THE STRAINS OF A CAROL

were heard, and the drawn faces of the occupants brightened up the daughter said "It doesn't matter how miserable it is, there is always something kind of cheerful about Christmas." “Christmas Eve, 1931,” was the title of the final episode and scene. The former showed six fashionably attired young ladies, wearing carnival hats, returning from a party. They saw a moving star, and decided to follow it. They were led to the manger, and the scene showed them adoring the new-born Christ as the kings and shepherds did nearly two thousand years ago.


Upwards of fifty members of the Institute and friends took part in the pageant. They were Mrs. Botting. Mrs. Hall, Miss Hall. Mrs. Cook. Mrs. Farr. Miss Grant-Gordon, Mrs. Eyre, Mrs Baly, Miss Dales. Miss Mitchell. Mrs. Rapley, Mrs. Humphrey, Mrs. H. Askew, Mrs. Fuller, Mrs. Runkel, Mrs. L. Napper, Mrs. Blake, Miss Finder, Miss Tribe, Miss Winder, Miss D. Tidey, Mrs. Diplock, Miss Madge Morgan, Mrs. Harris, Mrs. Martin, Miss Hoath. Mrs.

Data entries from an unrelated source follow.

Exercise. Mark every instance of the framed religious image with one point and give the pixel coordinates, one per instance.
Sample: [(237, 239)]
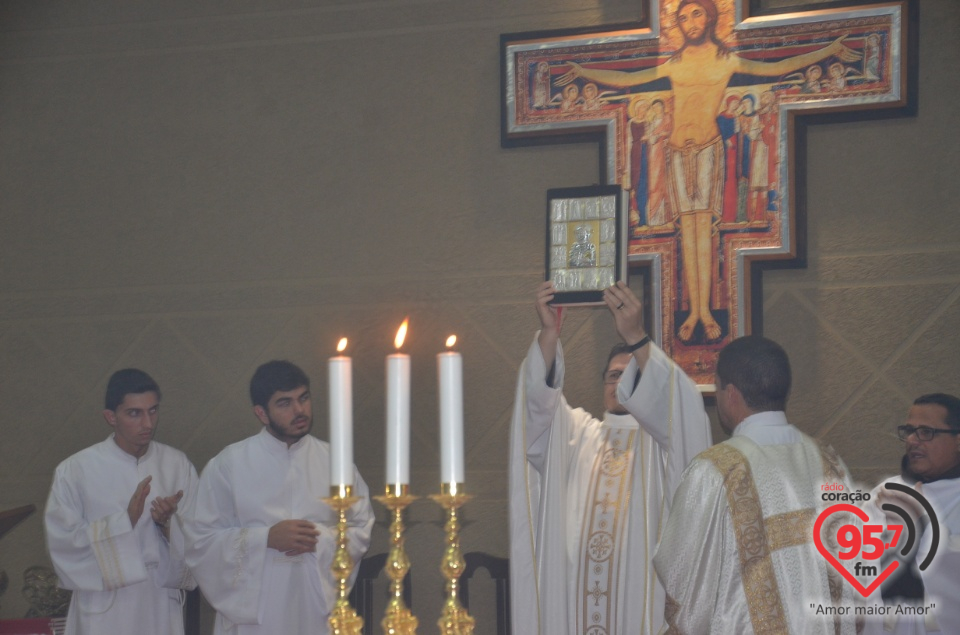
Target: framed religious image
[(586, 229)]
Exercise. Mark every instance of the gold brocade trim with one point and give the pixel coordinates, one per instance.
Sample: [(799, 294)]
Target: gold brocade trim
[(789, 529), (601, 536), (756, 567)]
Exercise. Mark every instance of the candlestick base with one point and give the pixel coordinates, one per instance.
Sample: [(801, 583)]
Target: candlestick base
[(343, 619), (454, 619), (397, 619)]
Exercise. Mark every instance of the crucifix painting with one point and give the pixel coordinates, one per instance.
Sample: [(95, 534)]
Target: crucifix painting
[(696, 112)]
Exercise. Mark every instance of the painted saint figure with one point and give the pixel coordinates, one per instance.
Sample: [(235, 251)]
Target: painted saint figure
[(728, 123), (541, 86), (659, 124), (699, 73), (583, 253)]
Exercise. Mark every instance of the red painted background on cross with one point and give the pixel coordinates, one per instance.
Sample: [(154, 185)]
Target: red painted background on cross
[(697, 112)]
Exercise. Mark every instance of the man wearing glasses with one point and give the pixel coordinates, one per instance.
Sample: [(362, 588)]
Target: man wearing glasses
[(931, 465), (588, 496)]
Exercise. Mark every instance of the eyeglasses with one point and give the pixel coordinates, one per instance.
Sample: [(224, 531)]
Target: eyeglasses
[(612, 376), (924, 433)]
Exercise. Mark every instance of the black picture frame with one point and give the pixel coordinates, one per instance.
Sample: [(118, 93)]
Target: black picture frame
[(585, 242)]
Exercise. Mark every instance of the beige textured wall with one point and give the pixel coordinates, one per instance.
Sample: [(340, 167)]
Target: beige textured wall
[(195, 187)]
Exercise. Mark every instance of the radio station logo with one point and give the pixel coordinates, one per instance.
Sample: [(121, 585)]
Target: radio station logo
[(857, 551)]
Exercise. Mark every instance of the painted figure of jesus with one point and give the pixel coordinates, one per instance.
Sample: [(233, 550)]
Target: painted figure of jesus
[(699, 73)]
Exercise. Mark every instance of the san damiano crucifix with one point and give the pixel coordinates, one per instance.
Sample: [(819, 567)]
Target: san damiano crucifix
[(697, 112)]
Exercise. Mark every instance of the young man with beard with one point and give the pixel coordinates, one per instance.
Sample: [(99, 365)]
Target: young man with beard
[(260, 538)]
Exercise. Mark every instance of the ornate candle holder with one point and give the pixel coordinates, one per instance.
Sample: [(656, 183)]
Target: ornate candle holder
[(454, 620), (397, 619), (343, 619)]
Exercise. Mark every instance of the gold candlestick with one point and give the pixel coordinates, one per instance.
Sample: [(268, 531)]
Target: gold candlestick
[(343, 619), (397, 619), (454, 620)]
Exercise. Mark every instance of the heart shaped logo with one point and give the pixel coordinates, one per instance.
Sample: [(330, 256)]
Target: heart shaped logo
[(859, 513)]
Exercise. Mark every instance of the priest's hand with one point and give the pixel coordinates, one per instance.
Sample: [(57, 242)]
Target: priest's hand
[(293, 537), (627, 311), (162, 509), (549, 322), (138, 500)]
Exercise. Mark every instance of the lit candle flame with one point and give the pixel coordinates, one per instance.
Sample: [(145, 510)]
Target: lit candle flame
[(401, 333)]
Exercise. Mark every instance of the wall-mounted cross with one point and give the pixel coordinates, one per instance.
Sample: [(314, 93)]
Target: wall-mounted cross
[(699, 111)]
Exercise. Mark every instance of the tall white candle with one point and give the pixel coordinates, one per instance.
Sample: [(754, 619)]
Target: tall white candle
[(341, 418), (398, 414), (450, 371)]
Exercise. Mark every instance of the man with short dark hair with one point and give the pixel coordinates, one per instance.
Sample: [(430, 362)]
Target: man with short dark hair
[(261, 539), (930, 465), (737, 554), (125, 567), (588, 497)]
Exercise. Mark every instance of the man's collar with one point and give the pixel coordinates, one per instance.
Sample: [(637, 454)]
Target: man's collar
[(912, 477)]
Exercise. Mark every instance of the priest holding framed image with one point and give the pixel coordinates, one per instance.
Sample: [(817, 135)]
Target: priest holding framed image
[(589, 496)]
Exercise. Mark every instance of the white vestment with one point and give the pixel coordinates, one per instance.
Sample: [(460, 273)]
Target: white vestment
[(941, 579), (124, 579), (587, 497), (246, 489), (737, 554)]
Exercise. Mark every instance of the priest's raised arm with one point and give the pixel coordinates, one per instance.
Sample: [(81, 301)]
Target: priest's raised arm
[(588, 495)]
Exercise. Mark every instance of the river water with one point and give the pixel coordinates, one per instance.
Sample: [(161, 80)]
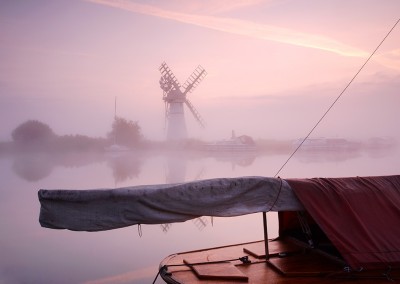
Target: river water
[(32, 254)]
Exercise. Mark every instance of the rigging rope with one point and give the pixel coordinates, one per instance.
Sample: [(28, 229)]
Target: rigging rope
[(335, 101)]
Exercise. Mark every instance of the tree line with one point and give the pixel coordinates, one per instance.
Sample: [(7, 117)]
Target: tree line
[(34, 135)]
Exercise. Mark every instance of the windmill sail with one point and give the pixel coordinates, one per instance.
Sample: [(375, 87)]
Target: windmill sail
[(174, 96)]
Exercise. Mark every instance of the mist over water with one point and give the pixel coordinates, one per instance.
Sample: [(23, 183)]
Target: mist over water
[(39, 255), (273, 69)]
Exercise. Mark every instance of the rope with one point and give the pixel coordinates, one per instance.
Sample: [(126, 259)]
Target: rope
[(335, 101)]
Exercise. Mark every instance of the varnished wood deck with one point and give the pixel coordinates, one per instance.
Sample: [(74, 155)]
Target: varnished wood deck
[(288, 263)]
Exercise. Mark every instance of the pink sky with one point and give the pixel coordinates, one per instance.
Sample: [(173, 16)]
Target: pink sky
[(273, 67)]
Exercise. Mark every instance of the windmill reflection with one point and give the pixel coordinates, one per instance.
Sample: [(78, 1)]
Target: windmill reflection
[(175, 172), (125, 166)]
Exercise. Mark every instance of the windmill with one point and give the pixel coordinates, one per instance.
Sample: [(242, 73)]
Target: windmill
[(174, 96)]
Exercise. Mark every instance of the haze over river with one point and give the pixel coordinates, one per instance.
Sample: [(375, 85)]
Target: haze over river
[(32, 254)]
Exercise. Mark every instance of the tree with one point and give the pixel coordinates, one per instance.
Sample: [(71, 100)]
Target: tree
[(33, 134), (126, 133)]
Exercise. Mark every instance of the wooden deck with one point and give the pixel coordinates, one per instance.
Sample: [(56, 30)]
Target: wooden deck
[(289, 262)]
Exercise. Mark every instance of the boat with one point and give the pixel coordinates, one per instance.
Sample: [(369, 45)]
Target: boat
[(331, 230)]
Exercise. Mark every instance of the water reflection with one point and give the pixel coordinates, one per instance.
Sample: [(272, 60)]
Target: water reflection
[(37, 255), (125, 167)]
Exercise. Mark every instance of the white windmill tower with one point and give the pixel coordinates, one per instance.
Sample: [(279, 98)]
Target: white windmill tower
[(174, 96)]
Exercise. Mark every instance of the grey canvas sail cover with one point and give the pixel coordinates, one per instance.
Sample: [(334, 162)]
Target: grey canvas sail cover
[(106, 209)]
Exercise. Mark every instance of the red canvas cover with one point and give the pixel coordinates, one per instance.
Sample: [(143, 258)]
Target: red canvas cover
[(360, 216)]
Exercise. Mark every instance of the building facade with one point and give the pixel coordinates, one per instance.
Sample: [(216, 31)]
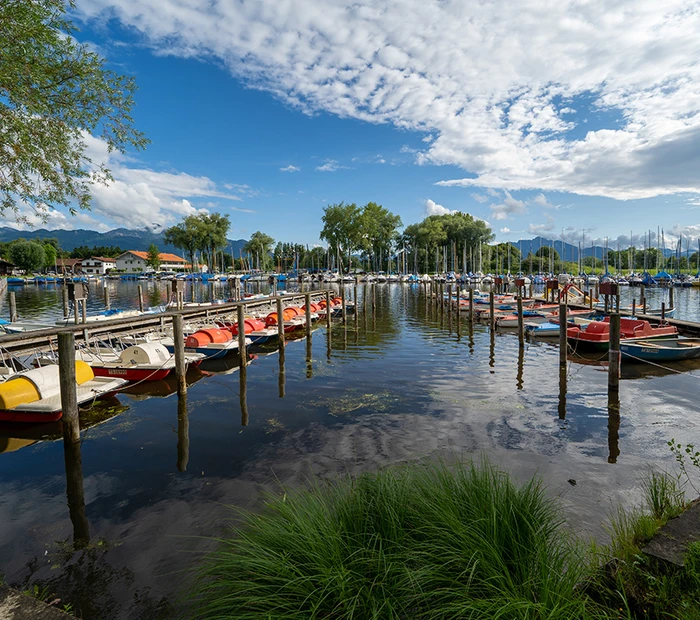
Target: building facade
[(98, 265), (134, 261)]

Quickenden, Miss Foster, Miss A. Grant, Miss Whitford. Miss Stewart, Miss I. Stride, Mrs. Boniface, Miss Homewood, Mrs. Hobbs, Miss Apps, Miss D. Reid. Miss D. Turner, Miss Bartlett, Mrs. Shaw, Mrs. Towse, Miss R. Winder, Miss V. Leake, Mrs. W. A. Finder, the Rev. R. Clough, Messrs. L. Askew, H. Askew, St. J. Bell, J. Finder, L. Napper and Master Keith Rapley.

The singing of appropriate carols during the scenes by

AN UNSEEN CHOIR,

with Mrs. G. K. Glenister at the piano, the beautiful dresses, and the coloured lighting effects, arranged by Messrs. W. A. Finder, Geoffrey Hounsell, A. Legge and C. Carter, added greatly to the success and effectiveness of the pageant. Valuable help behind the scenes was given by Miss D. Winder, Miss Gibb, Mr. and Mrs. Arman. Messrs. A. T. Rapley, L. Napper and A. Morgan.

What the audience thought of the pageant was shown by their loud and sustained applause when Mrs. Finder was called before the curtain. On behalf of the performers she was presented with a plant and a box of chocolates by Madge Morgan and Keith Rapley, and in thanking everybody Mrs. Finder said the performers and those who had worked behind the scenes had all been marvellous. Mrs. Pinder received many individual congratulations later in the evening, and nobody was better pleased than her father and mother. Canon and Mrs. Wilson.


Light refreshments were served by Mrs. Avery, and the remainder of the evening was devoted to dancing, for which music was provided by Swaysland’s Band from Haywards Heath. A fancy dress parade was held in a short interval, the costumes being judged by Mrs. Grant-Gordon and Mrs. Mote. Prizes were awarded to the Rev. R. Clough (Mr. Cratchit), Mrs. Martin (Newsboy), Miss Tribe (Watteau Lady) and Mrs. Rapley (Piccadilly Flower Girl).